Friday, May 30, 2008

The Good and the Bad

Maybe it's just a Jewish thing, but when someone tells me they've got good news and they've got bad news, I always want to hear the bad news first. In fact, the good news has little to no importance. Because no matter how good that news may be, I know that something bad is attached to it.

When it comes to critique, I think most people are like me. They hear all the praises, how this character was really interesting, how that paragraph was really well written, but in their minds, it doesn't really matter. They're waiting for the "but", for the criticism. They want to find out what's wrong with their story and fix it, they don't care about having their ego stroked.
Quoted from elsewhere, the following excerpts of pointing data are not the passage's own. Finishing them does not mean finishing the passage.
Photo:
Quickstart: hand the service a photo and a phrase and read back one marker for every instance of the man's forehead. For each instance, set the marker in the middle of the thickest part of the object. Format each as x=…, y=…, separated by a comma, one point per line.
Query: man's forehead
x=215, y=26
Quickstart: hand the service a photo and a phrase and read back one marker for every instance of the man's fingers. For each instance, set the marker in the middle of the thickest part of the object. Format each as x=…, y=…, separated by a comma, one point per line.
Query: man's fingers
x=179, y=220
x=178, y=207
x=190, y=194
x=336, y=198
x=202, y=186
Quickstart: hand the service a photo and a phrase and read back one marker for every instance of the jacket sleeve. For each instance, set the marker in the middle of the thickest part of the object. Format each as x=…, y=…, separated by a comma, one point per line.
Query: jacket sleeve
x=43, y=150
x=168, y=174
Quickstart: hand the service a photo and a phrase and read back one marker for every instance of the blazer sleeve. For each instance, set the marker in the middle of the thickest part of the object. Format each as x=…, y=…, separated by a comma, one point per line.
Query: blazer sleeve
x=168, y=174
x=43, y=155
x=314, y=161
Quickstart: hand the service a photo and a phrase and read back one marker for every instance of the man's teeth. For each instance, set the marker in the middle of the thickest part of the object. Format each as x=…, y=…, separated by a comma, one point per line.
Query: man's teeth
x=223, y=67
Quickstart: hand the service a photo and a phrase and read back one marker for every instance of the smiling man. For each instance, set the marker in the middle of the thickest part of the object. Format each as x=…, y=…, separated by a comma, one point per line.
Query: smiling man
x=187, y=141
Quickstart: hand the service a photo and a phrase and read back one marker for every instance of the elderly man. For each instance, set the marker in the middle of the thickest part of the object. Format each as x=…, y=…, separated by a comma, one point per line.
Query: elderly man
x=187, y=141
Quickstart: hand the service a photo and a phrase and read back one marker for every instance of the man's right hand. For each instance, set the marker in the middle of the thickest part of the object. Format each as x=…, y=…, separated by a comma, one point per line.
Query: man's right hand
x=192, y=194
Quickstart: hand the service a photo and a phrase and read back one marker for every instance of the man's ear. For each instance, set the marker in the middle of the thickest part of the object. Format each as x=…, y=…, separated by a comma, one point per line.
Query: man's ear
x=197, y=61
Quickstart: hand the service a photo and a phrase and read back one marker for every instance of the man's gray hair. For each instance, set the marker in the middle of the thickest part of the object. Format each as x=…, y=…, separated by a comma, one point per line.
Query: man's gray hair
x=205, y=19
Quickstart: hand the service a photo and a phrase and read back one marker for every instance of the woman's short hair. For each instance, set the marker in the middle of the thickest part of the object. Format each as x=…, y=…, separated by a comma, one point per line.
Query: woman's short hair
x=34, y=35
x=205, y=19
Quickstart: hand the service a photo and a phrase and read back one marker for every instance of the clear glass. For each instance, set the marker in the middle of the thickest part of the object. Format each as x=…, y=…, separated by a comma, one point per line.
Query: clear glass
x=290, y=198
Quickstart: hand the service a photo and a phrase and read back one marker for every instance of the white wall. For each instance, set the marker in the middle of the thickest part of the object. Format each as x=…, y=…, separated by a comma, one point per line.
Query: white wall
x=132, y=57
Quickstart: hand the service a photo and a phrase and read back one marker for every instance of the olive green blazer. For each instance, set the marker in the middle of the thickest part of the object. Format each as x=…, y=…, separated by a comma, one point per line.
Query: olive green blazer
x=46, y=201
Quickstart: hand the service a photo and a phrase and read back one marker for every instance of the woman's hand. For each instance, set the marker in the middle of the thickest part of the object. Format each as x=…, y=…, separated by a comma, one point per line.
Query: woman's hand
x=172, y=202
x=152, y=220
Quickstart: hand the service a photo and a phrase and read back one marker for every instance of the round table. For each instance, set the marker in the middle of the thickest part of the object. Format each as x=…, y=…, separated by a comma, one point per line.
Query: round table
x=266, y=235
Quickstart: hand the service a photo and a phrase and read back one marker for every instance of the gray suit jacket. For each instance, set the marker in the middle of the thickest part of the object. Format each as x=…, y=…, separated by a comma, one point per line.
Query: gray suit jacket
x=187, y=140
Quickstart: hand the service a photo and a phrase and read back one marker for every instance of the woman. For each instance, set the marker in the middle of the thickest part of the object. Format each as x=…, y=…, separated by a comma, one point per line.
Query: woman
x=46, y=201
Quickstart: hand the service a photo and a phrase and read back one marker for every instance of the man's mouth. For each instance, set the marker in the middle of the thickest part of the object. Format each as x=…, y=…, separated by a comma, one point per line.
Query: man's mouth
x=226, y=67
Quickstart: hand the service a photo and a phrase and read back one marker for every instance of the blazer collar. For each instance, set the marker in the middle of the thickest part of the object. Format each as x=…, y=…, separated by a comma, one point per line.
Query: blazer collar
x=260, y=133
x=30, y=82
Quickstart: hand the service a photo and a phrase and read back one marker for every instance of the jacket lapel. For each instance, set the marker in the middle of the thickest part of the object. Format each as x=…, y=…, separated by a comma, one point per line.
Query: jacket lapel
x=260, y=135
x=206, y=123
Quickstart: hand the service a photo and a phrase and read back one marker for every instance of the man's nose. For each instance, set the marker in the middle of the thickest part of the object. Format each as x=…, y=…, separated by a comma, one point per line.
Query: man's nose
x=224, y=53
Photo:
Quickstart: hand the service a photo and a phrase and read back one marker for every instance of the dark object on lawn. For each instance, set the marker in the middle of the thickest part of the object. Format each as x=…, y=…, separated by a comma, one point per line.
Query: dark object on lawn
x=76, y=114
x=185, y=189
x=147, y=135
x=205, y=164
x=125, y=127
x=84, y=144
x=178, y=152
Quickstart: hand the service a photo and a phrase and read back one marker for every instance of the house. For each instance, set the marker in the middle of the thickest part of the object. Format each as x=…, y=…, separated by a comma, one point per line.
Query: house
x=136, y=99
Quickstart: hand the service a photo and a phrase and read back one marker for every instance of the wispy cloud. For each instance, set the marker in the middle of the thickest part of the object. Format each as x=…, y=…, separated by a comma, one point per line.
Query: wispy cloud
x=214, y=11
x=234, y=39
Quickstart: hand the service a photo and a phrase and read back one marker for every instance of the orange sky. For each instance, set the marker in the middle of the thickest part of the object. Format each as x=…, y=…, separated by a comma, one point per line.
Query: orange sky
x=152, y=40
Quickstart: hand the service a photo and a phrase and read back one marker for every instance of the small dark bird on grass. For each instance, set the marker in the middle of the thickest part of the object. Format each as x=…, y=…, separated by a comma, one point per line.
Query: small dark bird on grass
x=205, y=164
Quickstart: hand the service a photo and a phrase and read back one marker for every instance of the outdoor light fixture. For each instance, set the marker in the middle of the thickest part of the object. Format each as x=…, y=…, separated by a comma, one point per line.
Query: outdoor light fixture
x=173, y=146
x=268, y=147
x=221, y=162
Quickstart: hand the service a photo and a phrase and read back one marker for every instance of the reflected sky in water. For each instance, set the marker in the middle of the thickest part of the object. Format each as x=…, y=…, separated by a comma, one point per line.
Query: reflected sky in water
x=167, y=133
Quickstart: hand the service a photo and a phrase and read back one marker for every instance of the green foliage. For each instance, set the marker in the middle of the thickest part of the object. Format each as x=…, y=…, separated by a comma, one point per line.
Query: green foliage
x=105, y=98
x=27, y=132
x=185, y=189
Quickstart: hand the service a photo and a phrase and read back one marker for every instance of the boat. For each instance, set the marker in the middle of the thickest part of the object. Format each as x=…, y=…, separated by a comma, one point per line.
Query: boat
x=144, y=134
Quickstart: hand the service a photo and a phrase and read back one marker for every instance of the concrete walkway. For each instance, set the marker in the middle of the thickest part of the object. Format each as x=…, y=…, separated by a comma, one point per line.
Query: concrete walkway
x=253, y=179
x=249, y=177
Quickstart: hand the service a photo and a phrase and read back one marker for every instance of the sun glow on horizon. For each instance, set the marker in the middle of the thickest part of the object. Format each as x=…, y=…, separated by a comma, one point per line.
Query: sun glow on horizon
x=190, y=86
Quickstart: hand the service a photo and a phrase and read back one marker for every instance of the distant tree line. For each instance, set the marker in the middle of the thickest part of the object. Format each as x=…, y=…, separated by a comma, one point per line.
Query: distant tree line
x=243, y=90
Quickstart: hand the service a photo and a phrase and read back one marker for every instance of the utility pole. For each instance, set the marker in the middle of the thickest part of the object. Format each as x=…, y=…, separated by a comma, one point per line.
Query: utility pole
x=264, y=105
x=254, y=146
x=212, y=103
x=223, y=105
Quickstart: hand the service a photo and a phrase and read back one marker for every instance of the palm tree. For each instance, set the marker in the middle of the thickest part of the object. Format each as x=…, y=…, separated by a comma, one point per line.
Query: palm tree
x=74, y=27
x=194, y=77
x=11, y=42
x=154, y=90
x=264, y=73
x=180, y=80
Most critique groups are like mine, everyone starts by telling the author what's working before leading into what's not. So why do we do it? If all we want to hear is the bad so we can make revisions, what's the point of giving positive feedback?
  • Reassurance. An all bad critique could easily send a sensitive author out on a ledge. Even the most hard-core, no nonsense writers need to know that they do not suck. By starting out with positive feedback, you let the author know that there were lots of parts you enjoyed and that the story has some merit.
  • Credibility. By telling an author what you enjoyed about their piece, you're letting them know that you are interested in the story and wanting to make it better. If I know someone liked the chapter I handed in, I'm far more receptive to their critique. Even if it needs a total rewrite or there were some major flaws, knowing that the reader is invested makes me more open to making those changes. If someone isn't invested or even interested your work, are you going to take their comments to heart?
  • Knowledge. By knowing what's working, it's easier to identify places where it isn't. Say someone tells me, "I'm really pulled to this chapter because of the sense of place. I can clearly see and the city and it's adding to the suspense of the novel." If another chapter feels flat, and I know that place plays a big role in the story I'm telling, heightening that sense of place can breathe life into the chapter. Your strengths are your tools, they can be used to fix problems, but first, you have to know what those strengths are.
  • Positive Criticism. This is something I learned at Columbia that I have taken with me to various critique groups. Some call it sugar coating but I call it positive criticism. Say there's no real sight of the main character; you don't really know what he looks like. Instead of flat out saying, "I need a description" or "I have no idea what this guy looks like" you put a positive spin on it. Say, "I'm intrigued by the protagonist. I want to know what he looks like, get a better sight of him." Which comment would inspire you to go back and revise? Next time you're in a critique session and the story feels rushed and summarized or a plot point feels too convenient, try putting a positive spin on it. Say, "This scene is really poignant. Is there a way to slow it down, really make me feel it?" or "Everything up until this point has been really well crafted and this plot point sticks out as convenient. Is there a way to change it so it's just as tight as the rest of the story?" It may feel like sugar coating, but try it some time and see how the author reacts differently.

While I tend to focus on the bad news rather than the good, I know that positive feedback has its place in a critique session. Care to weigh in? In critique group, do you just like to hear the bad stuff or do you care about the good? Are there other ways positive feedback can help the writing?